Plaintiffs in the Indiana State Supreme Court suit against the Town of Fishers await a verdict to see whether or not residents will be able to vote for the City of Fishers' first mayor. (Left to right) Glenn Brown, Mike Kole, and Joe Weingarten.

In 1990, the Town of Fishers was an exit off of I-69 with a McDonalds, gas station, and only 7,200 residents. According to 2010 census data, the town has grown to 76,794 residents, nearly 10 times the size in just 20 years. In the Indianapolis metro area, Fishers is second in size only to the City of Carmel which has 79,191 residents.

With this in mind, a group of Fishers residents thinks that it’s time for Fishers to change from a town form of government to a city. Spearheaded by Geist resident Joe Weingarten, “City Yes” collected 1,700 signed petitions asking the Town of Fishers to put the question on the ballot in the form of a referendum last Fall. Petitions were filed in May of 2010, and three days later the Fishers Town Council announced they were going to reorganize, buying them six months to propose an alternative plan.

During that time, the Town of Fishers commissioned an independent study group to look at ways to consolidate local government and possibly reorganize. In December 2010, the Town Council proposed and adopted their reorganization plan, which on the surface seemed like a step in the right direction. However, buried in the details of the plan were some changes that take away the rights of voters to elect their own city mayor and appoints the current town council members as the city’s first council members.

Some Fishers residents are crying foul.

Weingarten, along with fellow Fishers residents Mike Kole and Glenn Brown, took their grievances to the Indiana Supreme Court. Local Geist resident Steve Greisemer, an attorney with Lewis & Kappes, PC, is representing the residents of Fishers.

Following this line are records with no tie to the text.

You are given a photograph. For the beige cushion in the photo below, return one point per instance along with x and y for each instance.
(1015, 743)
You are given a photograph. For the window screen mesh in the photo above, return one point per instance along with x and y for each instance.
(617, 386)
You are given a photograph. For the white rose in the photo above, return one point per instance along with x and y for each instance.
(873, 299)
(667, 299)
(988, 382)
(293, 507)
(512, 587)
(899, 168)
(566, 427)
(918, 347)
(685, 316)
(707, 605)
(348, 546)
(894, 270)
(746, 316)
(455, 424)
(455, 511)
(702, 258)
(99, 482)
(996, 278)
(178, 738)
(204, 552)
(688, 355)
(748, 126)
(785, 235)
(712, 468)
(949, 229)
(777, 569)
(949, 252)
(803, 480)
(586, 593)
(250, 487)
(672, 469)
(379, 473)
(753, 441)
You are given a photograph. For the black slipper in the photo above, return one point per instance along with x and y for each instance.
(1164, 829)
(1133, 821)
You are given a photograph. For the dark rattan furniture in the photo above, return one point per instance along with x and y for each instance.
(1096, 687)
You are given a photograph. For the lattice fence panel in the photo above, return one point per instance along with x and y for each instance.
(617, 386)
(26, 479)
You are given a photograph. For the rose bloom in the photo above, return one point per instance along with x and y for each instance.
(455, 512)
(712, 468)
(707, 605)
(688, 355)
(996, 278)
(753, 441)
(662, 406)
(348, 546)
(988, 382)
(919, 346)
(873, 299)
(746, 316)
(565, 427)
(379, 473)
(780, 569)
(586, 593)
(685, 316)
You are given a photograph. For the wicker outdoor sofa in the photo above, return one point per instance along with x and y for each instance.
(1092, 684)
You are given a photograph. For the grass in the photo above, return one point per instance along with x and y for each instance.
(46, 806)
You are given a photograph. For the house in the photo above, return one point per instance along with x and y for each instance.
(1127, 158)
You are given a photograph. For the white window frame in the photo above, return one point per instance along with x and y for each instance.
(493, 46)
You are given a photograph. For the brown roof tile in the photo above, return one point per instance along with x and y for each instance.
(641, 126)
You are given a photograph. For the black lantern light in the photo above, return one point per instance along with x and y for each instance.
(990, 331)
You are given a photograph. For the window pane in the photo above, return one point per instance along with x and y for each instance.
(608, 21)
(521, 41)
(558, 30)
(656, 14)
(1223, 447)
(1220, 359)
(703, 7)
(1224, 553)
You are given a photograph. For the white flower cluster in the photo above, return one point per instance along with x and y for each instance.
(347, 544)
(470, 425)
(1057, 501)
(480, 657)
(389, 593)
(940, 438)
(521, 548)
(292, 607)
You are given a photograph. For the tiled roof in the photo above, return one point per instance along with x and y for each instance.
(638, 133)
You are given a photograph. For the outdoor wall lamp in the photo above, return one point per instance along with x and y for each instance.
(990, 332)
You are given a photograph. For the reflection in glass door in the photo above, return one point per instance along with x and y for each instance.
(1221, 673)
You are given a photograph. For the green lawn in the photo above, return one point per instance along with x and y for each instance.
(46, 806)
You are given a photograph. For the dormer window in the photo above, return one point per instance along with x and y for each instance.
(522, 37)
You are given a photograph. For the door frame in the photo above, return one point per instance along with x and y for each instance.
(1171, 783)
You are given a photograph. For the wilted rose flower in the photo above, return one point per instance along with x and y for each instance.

Steve Griesemer, a Geist resident, is the lead attorney representing the Fishers residents in their case against the Town of Fishers.

“We would be perfectly fine with the reorganization plan,” said Greisemer, “if we only had the voting rights that came along with being a city. If this holds up, we’d be the only city in the State of Indiana that has a city council voted at large with an appointed mayor.”

Mark Crandley, attorney for the Town of Fishers, claims that Indiana Code 36-1.5-1, also known as the “Reorganization Act,” gives the Town the ability to change elected positions into appointed positions or vice versa.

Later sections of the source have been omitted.